Les enlèvements et assassinats d’enfants, qui relèvent dans la plupart des cas de l’ignorance doublée de l’arriération mentale dans un contexte social propice à la haine et à la violence, constituent, malheureusement, une aubaine pour les propagandistes qui profitent de l’ambiance émotionnelle où la raison et la lucidité sont exclues. Au lieu de lutter contre ce qui est à la base des comportements criminels qui visent les enfants dans la proximité familiale, ils cherchent à manipuler avec démagogie l’émotion et la colère, légitimes, de la population face à des actes barbares qui n’ont pas leur place dans une société civilisée.

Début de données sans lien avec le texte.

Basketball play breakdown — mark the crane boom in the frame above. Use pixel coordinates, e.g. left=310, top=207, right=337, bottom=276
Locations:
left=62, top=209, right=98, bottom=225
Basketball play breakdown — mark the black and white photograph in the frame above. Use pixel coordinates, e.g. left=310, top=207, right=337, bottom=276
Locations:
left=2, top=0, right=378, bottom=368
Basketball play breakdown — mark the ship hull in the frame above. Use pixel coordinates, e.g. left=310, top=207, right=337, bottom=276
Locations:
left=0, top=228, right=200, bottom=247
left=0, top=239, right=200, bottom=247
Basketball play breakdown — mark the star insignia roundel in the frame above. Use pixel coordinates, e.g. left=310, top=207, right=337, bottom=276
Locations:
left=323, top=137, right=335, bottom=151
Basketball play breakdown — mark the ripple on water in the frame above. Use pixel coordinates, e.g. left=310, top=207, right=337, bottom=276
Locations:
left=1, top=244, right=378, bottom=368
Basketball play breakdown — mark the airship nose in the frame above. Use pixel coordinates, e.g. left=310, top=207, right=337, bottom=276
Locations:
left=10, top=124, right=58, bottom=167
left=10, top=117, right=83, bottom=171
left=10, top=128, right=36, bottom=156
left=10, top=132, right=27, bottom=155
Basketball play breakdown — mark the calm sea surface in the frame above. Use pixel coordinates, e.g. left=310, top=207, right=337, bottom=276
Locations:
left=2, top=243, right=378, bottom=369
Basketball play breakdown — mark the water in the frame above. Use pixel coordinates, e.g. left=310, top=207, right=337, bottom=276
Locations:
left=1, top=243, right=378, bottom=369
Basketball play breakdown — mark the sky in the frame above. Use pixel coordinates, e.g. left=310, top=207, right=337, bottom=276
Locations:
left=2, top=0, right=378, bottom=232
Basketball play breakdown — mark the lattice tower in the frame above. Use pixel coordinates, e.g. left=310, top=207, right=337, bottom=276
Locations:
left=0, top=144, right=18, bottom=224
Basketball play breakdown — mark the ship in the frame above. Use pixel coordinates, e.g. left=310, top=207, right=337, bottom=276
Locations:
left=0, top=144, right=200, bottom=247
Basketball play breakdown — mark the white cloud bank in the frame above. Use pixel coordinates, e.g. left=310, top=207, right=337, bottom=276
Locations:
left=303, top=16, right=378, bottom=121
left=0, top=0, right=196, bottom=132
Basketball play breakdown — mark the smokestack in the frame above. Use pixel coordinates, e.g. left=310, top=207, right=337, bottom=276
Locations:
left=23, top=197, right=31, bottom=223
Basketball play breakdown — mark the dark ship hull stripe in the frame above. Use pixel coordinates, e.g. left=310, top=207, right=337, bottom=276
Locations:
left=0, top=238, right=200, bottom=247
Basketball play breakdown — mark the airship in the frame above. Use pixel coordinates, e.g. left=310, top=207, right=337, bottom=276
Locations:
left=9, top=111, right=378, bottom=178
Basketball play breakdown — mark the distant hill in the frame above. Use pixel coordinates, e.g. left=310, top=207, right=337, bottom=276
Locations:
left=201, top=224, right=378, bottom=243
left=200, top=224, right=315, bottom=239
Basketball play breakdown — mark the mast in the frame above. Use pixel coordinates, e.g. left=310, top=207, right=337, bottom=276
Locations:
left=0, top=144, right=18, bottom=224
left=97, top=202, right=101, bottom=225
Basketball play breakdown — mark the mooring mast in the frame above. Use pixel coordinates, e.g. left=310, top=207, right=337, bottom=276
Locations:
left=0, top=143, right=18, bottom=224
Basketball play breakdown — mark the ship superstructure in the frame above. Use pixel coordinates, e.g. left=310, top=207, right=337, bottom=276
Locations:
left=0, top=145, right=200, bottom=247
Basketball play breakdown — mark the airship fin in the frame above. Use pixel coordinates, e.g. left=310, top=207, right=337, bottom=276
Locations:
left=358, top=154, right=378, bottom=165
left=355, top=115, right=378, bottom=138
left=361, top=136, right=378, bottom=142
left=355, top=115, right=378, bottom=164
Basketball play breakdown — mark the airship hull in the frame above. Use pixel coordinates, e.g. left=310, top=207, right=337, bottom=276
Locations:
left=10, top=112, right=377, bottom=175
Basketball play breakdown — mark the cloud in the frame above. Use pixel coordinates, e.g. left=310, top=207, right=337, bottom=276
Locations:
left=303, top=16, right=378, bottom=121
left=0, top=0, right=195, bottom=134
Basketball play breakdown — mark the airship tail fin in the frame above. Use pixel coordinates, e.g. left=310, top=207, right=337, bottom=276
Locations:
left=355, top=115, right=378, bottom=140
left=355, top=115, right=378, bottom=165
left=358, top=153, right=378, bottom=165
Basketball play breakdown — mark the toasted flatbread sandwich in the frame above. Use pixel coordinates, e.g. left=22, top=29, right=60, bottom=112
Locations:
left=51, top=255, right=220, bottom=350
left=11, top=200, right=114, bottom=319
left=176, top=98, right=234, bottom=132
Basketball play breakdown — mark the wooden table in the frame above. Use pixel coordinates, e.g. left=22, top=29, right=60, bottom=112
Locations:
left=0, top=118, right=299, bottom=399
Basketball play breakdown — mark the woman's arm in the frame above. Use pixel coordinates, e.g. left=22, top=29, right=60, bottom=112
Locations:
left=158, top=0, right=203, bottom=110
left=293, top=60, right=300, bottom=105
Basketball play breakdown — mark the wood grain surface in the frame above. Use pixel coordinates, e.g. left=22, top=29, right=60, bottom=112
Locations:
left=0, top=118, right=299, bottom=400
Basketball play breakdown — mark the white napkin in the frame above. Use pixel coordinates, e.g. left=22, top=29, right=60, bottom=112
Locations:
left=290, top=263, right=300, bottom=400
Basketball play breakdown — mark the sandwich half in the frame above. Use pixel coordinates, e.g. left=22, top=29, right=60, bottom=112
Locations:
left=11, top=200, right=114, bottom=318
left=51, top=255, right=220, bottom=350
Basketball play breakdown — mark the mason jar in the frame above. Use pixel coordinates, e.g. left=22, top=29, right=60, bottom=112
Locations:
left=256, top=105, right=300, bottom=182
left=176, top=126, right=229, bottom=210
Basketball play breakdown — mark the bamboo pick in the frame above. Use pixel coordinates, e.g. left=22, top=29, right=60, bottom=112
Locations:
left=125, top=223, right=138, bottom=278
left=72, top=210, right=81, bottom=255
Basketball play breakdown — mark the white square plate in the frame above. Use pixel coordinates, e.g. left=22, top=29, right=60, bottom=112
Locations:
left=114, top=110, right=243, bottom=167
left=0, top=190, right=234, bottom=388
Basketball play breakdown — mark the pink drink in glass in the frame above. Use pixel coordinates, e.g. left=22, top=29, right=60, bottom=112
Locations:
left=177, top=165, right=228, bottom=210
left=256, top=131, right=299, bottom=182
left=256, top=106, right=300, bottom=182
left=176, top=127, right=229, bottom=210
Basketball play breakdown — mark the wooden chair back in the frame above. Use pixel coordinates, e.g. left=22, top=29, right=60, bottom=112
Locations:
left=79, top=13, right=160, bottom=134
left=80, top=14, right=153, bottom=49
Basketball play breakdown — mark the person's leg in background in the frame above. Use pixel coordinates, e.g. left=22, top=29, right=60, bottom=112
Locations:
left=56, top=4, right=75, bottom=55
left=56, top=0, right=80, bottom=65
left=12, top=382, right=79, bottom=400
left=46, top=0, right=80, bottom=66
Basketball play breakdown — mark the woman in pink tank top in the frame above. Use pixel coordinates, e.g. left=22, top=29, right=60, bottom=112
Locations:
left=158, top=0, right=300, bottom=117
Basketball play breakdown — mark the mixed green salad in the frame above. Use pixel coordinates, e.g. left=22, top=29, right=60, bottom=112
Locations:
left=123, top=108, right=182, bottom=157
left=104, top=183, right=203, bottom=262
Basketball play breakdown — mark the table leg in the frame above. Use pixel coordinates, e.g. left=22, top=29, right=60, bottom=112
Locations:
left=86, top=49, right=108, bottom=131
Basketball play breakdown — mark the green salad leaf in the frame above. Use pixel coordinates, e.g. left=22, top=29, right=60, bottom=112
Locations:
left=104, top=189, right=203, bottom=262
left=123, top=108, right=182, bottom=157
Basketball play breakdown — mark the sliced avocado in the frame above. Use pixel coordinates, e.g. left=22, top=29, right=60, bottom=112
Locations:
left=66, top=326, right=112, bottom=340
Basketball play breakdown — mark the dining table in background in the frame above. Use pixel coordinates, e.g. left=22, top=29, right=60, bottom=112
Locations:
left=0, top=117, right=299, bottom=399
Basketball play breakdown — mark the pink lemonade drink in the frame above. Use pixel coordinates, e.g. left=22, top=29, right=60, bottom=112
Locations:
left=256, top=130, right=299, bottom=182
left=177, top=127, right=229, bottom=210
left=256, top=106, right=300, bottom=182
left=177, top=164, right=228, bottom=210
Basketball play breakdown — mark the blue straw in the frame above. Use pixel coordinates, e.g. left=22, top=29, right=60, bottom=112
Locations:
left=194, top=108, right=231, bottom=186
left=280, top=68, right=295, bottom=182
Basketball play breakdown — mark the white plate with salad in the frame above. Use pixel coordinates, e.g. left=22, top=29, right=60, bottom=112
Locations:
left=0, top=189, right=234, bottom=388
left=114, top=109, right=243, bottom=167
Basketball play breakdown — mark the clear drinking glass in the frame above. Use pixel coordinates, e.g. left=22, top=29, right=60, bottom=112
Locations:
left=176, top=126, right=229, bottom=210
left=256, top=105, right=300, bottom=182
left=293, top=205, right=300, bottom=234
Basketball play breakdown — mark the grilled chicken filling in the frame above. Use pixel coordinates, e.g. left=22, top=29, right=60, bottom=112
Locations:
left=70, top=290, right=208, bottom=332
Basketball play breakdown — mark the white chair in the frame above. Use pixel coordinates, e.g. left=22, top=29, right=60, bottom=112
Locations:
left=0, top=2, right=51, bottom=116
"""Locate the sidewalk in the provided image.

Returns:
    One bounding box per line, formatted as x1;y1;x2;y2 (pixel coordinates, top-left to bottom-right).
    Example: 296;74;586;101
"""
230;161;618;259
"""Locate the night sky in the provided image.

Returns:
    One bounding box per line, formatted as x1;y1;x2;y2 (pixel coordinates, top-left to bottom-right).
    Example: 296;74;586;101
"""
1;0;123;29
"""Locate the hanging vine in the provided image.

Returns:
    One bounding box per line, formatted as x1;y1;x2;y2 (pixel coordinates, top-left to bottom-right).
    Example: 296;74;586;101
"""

La riposte aux crimes contre les enfants, qu’ils soient commis par des proches ou des personnes extérieures à la famille, relève à la fois de la justice, dans le respect de l’Etat de droit, et de l’effort d’éducation auquel doivent prendre part les médias. On comprend que ce n’est pas par des titres racoleurs sur les crimes – avec un sadisme qui ferait pâlir de jalousie Alfred Hitchcock – et leur photo de couteau ensanglanté illustrant systématiquement tout sujet lié à ces horreurs, que ces médias apporteront leur meilleure contribution à faire reculer la tendance à la violence. Il faut savoir qu’en définitive, l’enjeu de projet de société est toujours présent. Il n’est pas étranger au traitement de ce type d’information sensible.